Mr J and I started taking the second hand shed (that we bought about a month or so ago) to the chickens' field. These jobs always take longer then expected and, even though I am getting better at changing my expectations, I still get incredibly frustrated that we can't do as much in any one day as my imagination tells me that we can. If only my imagination could put up sheds and create raised beds! So with some careful measuring and basic maths we calculated the length of 2 x 4 battens that we would need to build a base for the shed. We want to raise the shed off the floor a little.

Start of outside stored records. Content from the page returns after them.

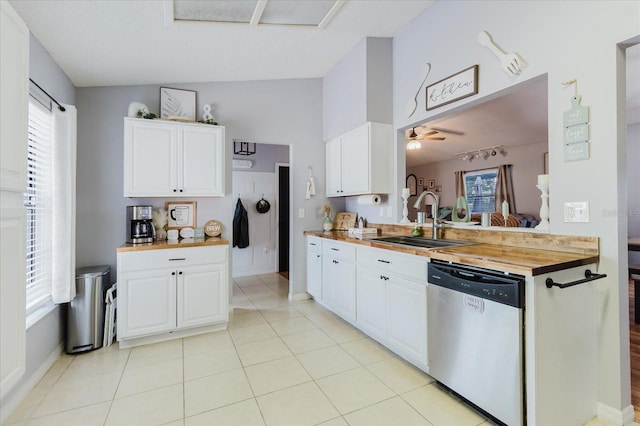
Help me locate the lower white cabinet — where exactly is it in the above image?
[322,241,356,323]
[356,247,428,370]
[117,245,229,347]
[307,237,322,301]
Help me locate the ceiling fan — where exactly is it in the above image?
[407,127,446,149]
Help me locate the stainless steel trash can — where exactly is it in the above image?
[66,265,111,354]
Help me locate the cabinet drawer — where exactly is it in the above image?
[322,240,356,262]
[358,247,427,283]
[307,237,322,253]
[118,246,227,272]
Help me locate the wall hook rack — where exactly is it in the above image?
[544,269,607,288]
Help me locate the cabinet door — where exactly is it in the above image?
[124,118,179,197]
[178,125,224,197]
[387,276,427,367]
[340,124,370,195]
[177,264,228,328]
[322,256,356,322]
[307,251,322,300]
[117,268,176,339]
[326,138,342,197]
[356,265,389,341]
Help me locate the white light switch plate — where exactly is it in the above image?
[564,201,589,222]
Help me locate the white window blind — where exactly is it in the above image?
[24,99,53,315]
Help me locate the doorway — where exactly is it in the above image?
[276,163,291,279]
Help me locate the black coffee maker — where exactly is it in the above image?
[127,206,156,244]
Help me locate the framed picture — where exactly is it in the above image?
[407,173,418,195]
[160,87,196,121]
[426,65,478,111]
[165,201,196,229]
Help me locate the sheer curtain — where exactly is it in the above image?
[51,105,77,303]
[496,164,516,213]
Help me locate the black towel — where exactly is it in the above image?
[233,198,249,248]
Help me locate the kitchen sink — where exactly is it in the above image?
[369,235,474,249]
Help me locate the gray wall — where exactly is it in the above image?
[231,140,289,173]
[76,79,325,295]
[0,34,75,407]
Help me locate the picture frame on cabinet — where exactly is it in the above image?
[160,87,196,121]
[165,201,197,229]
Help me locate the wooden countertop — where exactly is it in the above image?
[305,231,599,276]
[117,237,229,253]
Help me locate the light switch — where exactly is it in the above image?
[564,201,589,222]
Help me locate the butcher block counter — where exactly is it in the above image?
[305,224,599,276]
[117,237,229,253]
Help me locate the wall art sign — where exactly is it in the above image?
[426,65,478,111]
[160,87,196,121]
[562,94,589,162]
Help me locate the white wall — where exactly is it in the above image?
[76,79,325,295]
[393,1,640,420]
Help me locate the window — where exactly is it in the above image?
[464,168,498,214]
[24,99,53,316]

We had already laid and levelled some paving slabs for the battens to sit on and Mr J has now cut the lengths of wood that we'll fixed into a simple frame with a couple of cross braces on which to sit the shed and place the shed floor. Before we could carry the shed sides around to the field, we needed to remove nails and panel pins from the inside of the shed walls and repair along the base of one panel that was much more rotten and damaged than we had initially thought. Mr J went to the local DIY store and bought a couple of lengths of 2 x 2 to use to repair the damaged shed wall frame and once the shed is up, he will replace some of the weatherboarding to make the shed warm, dry and secure again.
So, we have the shed walls next to the place where the shed is going to be, but the wind had started to pick up and we were exhausted so have delayed putting the shed together until we have a less blowy day and possibly until we have friends here to help put it together. Actually, the whole process would have been much faster if I had been laughing less, so much time was taken up by fits of the giggles that it slow us down. I love that Mr J and I get on so well, that we can laugh together, at each other and with each other.
In the evening, I watered the vegetable garden and all the plants in and around the greenhouse. Watering can after watering can was used in the greenhouse, each can filled from the water butts, so the greenhouse plants are getting rainwater. The kitchen garden vegetables are, at the moment, watered using the standpipe in the field, but once we have put up some guttering on the barn, I hope to be able to use rainwater in the kitchen garden too.
This morning the wind is still blowing enough that we don't think we'd be able to put the shed, and I'm tired again, so I've made some nettle tonic for the plants and am taking it very gently today. This afternoon we have to go to the local hospital for x-rays of my ankles (to rule out osteoarthritis) and we intend to pop into the garden centre as we are passing. Although most of the beds are mulched so they don't need weeding, the perennial border is in desperate need of proper attention and the beds that aren't mulched may need weeding, so we thought we'd invest in a long handled hoe. But all that will have to wait, for now I'm going to have a snooze on the sofa.